Yes there are multiple ways that ipv4 can be translated into the ipv6 range. That's not what I'm suggesting here. I'm suggesting the existing ipv4 assignments to natively work in ipv6.
That would only work, at best, in 1 direction. If Alice has IPv6 and Bob has IPv4, Alice can send Bob a packet to either 1.2.3.4 or ::01:02:03:04, but if Alice's IPv6 number isn't in the IPv4 range (ex: ::10:11:12:13:14), then her IPv6 number won't have a corresponding IPv4 number that she can put in the IPv4 IP header (because the IPv4 header only allocates enough bytes to exactly fit 1 IPv4 header in the from field and 1 IPv4 header in the to field).
This means she'll have to either send an IPv6 header or an IPv4 header with a false or blank IPv4 from address. If she sends an IPv6 packet, Bob's IPv4 network stack won't be able to understand it and drop the packet. If she sends an IPv4 packet with a blank or false IPv4 from address, Bob will receive the packet, but won't be able to send a response.
What I'm suggesting is both Alice and Bob speaking ipv6. ipv4 is only used for handing out assignments to ipv6 users.

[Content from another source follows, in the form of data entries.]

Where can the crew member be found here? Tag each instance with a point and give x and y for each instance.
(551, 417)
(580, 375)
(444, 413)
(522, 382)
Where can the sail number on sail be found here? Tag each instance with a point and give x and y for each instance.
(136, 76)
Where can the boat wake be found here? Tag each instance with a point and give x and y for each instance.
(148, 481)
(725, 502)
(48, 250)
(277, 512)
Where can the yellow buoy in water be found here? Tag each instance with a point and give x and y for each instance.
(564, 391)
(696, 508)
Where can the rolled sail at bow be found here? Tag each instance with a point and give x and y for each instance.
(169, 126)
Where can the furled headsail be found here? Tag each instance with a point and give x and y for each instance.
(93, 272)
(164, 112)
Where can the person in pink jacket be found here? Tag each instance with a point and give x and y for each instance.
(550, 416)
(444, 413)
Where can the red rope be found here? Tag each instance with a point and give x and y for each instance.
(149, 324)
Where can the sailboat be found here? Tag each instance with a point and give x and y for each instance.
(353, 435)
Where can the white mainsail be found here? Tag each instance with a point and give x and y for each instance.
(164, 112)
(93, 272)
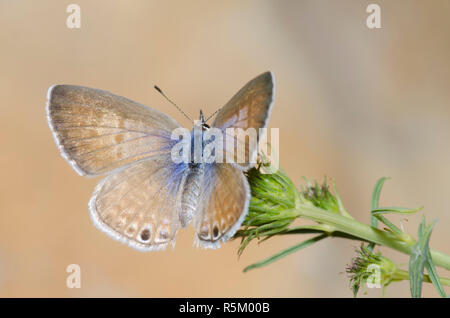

If most dual stack networks use the same assignments for ipv6 and ipv4, and ipv6 routing tables are directly copied from ipv4 routing tables, then Bob can talk to Alice if their ISPs support ipv6. It's a simple upgrade instead of having to get totally separate assignments.
What I indicated in my comment above is that I dont know which of the many existing ways to embed the v4 range into the v6 address space you are talking about. Can you please tell me so that we can discuss it?
Generally, if it's not being routed right now on the public internet, and just used inside networks for migration purposes, it's not as useful for the "my Minecraft server has this IP" use case.